Updated: March 21, 2017
The reliability and efficiency of the U.S. transportation system is a significant advantage for U.S. soybean farmers over their international competitors. However, global infrastructure investment is improving transportation efficiency in a way that could have a major economic impact. U.S. infrastructure requires improvements and modernization in order to maintain its competitive advantage, especially as global demand and domestic production continue to increase.
Why the Checkoff Cares
Improving infrastructure is a goal in the soy checkoff’s long-range strategic plan. Farmers rely on transportation infrastructure to get their soybeans to market cost-effectively. A reliable transportation system also lowers input costs for U.S. soybean farmers. International end users expect a reliable supply of high-quality soybeans that are delivered by the most efficient supply chain in the world. With competition between the United States and other top soy-producing countries intensifying, maintaining this differentiating factor is critical to build and maintain preference for U.S. soybeans. The majority of these locks and dams are over 50 years old and are in need of modernization.
- The U.S. transportation infrastructure is currently the best in the world. In order to maintain that competitive advantage, it requires modernization.
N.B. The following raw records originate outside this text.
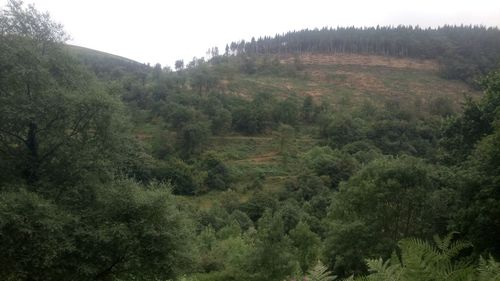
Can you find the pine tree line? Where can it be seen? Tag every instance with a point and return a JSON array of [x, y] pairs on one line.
[[463, 51]]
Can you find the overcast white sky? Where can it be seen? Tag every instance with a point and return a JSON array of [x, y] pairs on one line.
[[163, 31]]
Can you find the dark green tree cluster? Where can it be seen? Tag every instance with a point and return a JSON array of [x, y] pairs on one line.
[[464, 51], [69, 209]]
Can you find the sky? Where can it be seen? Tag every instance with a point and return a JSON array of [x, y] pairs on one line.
[[151, 31]]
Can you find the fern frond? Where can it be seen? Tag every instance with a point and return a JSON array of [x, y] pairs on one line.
[[488, 270], [320, 273]]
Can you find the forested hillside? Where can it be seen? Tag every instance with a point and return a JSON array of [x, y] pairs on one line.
[[333, 154], [463, 51]]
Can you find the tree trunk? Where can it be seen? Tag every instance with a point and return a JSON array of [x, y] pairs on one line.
[[32, 164]]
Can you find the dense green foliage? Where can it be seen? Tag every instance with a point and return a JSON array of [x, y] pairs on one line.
[[115, 170]]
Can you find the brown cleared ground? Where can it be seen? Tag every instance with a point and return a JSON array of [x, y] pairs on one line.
[[351, 79], [366, 60]]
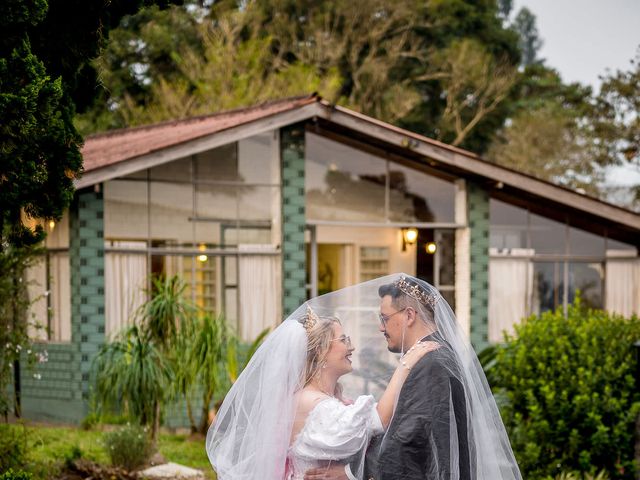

- Barge transport of soybeans provides the most economical, efficient and sustainable method of transportation for U.S. soy.
- The lock and dam infrastructure along the U.S. inland waterways needs attention. Investment is needed to maintain, rehabilitate and modernize the system.
- Investment in the system is critical to ensure U.S. soybean farmers can continue to move soybeans from areas of surplus to areas of deficit, which ensures domestic and international end users receive a steady supply of U.S. soybeans.
- International soy buyers often say that predictability of delivery is as important to them as price, so maintaining system reliability is important to meet end-user demand.
Facts & Figures
- The United States has 236 locks at 191 sites over 25,000 miles of commercially navigable inland waterways.
- 58 percent of U.S. soybean exports depart from the Mississippi Gulf region and 89 percent of those soybeans arrive to the region via barge.
- The U.S. has a competitive advantage in transportation costs compared to other top soy-producing countries. According to the Soy Transportation Coalition, total transportation costs for one metric ton of soybeans from Davenport, Iowa, to Shanghai, China, equals $61.66, compared to $96.94 for soybeans shipped from Brazil’s Port of Santos in the North Mato Grasso region to the same destination.
- A lengthy failure at a key lock and dam along the inland waterway system would result in tens of millions of dollars in lost revenue for U.S. farmers, according to the Soy Transportation Coalition.